In una delle sue più celebri canzoni scriveva “dici che canto male? Sapessi come suono il piano…” La canzone era The queen is dead, lui era alto quasi uno e novanta, aveva il ciuffo e cantava in una band dal nome troppo anonimo. Loro erano i The Smiths e insieme a Johnny Marr componeva alcune tra le più struggenti canzoni d’amore e disagio che la lingua inglese abbia mai conosciuto. A parole Stephen Patrick ha amato tanto, stucchevolmente, come un adolescente ai primi sogni bagnati, ma a dirla tutta ha amato veramente poco, se non se stesso, Award Devoto dei Buzzcocks, e forse Michael Stipe, cantante dei R.E.M., ma chi può dirlo se non fosse solo gossip e se lo amasse veramente. Stephen Patrick non amò niente, non fuma, non beve, non si droga, ha sempre fatto vita timorata, anche adesso che vive a Roma. Si sarebbe detto un asceta, se non avesse amato smodatamente i soldi, i vestiti da pappone, la brillantina e la pioggia di Manchester. A Londra ci mise piede una sola volta, ne parla in una canzone eccezionale dal titolo Half a person in cui pedina per mesi una donna e si dice fosse un fatto vero. Credo sia gay, completamente gay, anche se lui si è sempre definito asessuato, o comunque poco interessato alla cosa. Eppure Stephen Patrick Morrisey è forse il più grande poeta britannico dai tempi di Oskar Wilde, dei cimiteri e dei teatri all’aperto. E dire che la letteratura britannica non è affatto povera, ma è quest’uomo, con cui non vorrei fare nemmeno la fila al supermercato, ad essere ricco come un magnate, ad essere schifosamente opulento di talento. Leggi i suoi testi e finisci col chiederti come sia possibile mettere certe parole dentro una canzone da hit parade. Il suo album migliore è Louder than bombs, ma c’è una donna che ama gli Smiths tanto quanto me che di The Queen is dead ha persino il vinile che non sarebbe affatto d’accordo e anche io fino a tre mesi fa non mi sarei immaginato di  doverla contraddire.
Mi fa veramente ribrezzo per quanto talento abbia dimostrato di avere e anche se negli ultimi anni con la sua carriera da solista mi pare abbia perso un po’ di smalto per me resterà sempre il ragazzo col mazzo di glicini gialli che agitava sul palco, gli occhiali della mutua, il ciuffo alto e la mascella squadrata, quella voce che solo in bocca a lui funzionava, e quell’innocenza e timidezza che mascherava con tonnellate di sarcasmo e frasi taglienti neanche fosse una lama di cristallo che fende il mare.

Faye Goddard.

I want the one i can't have.
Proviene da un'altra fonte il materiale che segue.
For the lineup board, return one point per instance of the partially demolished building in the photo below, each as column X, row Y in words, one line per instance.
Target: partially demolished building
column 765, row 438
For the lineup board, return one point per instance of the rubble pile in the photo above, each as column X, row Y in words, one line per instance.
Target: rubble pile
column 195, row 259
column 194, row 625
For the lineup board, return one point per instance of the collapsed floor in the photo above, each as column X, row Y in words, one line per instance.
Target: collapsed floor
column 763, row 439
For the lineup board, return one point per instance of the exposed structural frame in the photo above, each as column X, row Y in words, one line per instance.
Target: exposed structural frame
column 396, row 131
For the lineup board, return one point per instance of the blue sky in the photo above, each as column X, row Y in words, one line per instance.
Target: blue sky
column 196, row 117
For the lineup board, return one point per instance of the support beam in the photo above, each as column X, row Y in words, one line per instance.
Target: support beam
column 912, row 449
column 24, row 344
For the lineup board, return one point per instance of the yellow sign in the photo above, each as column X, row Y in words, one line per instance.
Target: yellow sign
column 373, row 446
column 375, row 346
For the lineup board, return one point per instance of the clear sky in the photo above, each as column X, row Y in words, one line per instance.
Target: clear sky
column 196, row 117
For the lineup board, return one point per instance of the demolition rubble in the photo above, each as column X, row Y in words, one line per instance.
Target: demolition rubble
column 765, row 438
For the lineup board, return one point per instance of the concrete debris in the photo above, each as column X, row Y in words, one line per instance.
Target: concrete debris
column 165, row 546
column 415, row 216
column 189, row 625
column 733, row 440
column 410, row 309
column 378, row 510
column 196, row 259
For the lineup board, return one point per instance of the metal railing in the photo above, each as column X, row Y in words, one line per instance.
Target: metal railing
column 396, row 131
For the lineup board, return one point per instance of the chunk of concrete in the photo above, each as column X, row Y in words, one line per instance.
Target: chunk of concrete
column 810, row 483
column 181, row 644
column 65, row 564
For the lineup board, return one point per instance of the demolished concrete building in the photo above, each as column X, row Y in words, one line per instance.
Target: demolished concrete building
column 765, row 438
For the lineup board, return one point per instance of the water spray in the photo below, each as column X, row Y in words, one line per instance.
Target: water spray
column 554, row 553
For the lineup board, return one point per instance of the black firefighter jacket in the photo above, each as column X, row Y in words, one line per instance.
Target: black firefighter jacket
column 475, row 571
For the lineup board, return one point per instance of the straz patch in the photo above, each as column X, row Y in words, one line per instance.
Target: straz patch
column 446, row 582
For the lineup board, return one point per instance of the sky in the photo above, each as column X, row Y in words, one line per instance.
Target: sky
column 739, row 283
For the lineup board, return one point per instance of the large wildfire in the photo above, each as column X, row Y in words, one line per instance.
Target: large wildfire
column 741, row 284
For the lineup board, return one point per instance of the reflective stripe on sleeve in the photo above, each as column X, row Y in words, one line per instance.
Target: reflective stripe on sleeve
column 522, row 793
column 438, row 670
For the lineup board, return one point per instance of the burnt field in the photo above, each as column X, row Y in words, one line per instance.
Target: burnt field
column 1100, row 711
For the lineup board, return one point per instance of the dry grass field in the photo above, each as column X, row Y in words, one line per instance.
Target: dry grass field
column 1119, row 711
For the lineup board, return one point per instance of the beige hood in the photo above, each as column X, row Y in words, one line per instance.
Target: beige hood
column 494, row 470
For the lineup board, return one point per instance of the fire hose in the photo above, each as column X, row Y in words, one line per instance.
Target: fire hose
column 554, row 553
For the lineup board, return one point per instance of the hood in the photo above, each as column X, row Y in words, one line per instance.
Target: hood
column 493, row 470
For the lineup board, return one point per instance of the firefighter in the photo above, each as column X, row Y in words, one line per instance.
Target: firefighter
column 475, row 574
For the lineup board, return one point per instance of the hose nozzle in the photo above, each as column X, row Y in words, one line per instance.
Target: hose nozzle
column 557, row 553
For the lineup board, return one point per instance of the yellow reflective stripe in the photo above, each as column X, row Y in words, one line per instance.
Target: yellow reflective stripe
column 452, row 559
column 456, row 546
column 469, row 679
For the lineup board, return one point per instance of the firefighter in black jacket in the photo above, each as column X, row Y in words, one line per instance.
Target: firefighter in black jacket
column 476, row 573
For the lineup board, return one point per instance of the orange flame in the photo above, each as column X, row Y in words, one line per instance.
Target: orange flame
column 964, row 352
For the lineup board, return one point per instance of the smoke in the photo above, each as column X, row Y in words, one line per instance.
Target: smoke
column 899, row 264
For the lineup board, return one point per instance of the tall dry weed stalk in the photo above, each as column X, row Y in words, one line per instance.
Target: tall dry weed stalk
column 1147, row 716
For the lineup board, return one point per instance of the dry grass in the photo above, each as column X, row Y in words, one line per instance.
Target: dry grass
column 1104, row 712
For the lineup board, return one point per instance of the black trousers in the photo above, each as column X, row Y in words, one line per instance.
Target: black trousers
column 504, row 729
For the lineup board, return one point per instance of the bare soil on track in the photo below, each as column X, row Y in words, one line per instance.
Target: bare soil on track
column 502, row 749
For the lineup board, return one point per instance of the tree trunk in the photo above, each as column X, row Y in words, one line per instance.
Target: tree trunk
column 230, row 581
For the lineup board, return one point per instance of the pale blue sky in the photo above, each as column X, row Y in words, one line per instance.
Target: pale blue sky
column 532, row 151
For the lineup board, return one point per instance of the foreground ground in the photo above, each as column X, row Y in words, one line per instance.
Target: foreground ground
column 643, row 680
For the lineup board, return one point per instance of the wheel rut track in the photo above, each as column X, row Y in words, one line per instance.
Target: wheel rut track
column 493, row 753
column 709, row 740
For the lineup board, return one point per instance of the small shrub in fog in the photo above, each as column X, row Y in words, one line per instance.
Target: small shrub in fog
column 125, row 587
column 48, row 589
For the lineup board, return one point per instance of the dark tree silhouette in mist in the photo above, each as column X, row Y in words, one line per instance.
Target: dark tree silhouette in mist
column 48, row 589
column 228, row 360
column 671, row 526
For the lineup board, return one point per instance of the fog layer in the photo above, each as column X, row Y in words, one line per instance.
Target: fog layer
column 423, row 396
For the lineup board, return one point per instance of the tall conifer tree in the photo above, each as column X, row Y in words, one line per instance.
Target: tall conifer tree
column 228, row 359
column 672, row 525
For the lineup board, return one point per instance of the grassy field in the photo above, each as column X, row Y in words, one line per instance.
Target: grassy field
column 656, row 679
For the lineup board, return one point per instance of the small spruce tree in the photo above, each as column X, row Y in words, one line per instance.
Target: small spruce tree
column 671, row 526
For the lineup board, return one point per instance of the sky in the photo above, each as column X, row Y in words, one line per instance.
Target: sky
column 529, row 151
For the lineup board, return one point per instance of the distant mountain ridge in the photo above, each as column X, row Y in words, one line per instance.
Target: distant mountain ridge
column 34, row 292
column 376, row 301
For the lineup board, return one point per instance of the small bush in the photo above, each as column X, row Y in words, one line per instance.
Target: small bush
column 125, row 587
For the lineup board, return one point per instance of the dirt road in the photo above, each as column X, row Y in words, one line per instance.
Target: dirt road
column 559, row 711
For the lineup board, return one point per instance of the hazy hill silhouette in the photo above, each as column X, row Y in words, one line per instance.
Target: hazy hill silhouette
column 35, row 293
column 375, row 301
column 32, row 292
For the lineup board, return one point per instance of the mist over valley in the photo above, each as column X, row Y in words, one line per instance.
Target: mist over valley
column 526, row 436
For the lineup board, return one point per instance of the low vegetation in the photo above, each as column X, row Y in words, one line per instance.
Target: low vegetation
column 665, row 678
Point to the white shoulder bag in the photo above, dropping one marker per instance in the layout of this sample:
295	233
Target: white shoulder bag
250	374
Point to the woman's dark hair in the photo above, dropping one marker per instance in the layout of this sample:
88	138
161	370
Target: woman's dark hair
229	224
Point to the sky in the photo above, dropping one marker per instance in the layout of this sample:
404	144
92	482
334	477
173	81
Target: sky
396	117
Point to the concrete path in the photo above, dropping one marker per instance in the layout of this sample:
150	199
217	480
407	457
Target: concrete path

The Smiths.
 

domenica 20 maggio 2012

Non sono stato un buon esempio, lo so.



Faye è andata via
e aspetta la pioggia
fuma una sigaretta
mentre scivola lo sguardo
non sono stato un buon esempio, lo so
non raccontiamoci bugie.
Non penso che le cose possano cambiare
Faye scivola via
e io aspetto, con sospetto, la pioggia
la finale di coppa
i locali sotto terra  
uscire in superficie e meravigliarsi
che il sole ci ha preceduti
quando dissi che cosa strana
e non capivo se fosse molto presto o troppo tardi.

Faye Goddard.

La guerra delle bande. Dente. 


L'odore di underground.



I giorni in cui sapevo che non l’avrei vista avevano la fame del fronte,  quella fame di vita in bilico che impari a sentire, nel mio caso, solo attraverso i libri e le suggestioni. La Grecia era in tumulto, forse avrebbe insegnato rivolta come ai tempi di Byron, ma nessuno di noi sembrava sentire l’esigenza di spostarsi, di andare a vedere e prendervi parte, forse perché niente sembrava davvero valere la pena, nell’omologazione globale, niente di quanto accadeva ovunque sembrava davvero grande. Il mondo era diventato un piccolo orto, e persino l’America latina pareva a portata di mano oltre la finestra del computer. Essere qui o essere altrove, lo schifo era lo stesso. Così nei giorni in cui sapevo che non l’avrei vista mi pareva di capire, per paradosso, i drammi che fecero molto famoso Trakl, tralasciando le paranoie di Kokoschka e ciò che tirò giù dalle scale l’amato Lucentini. Vivevo a quel tempo barricato in una stanza molto piccola, divisa da un appartamento abbastanza grande perché una famiglia con figli potesse viverci bene. Mi ero sempre trovato meglio negli spazi piccoli, forse perché mi ricordavano la magrezza della mia situazione economica, e il fatto che volendo vivere di scrivere non mi sarebbe mai riuscito d’essere ricco. 

Faye Goddard.

Non vedo l'ora. Teatro degli orrori.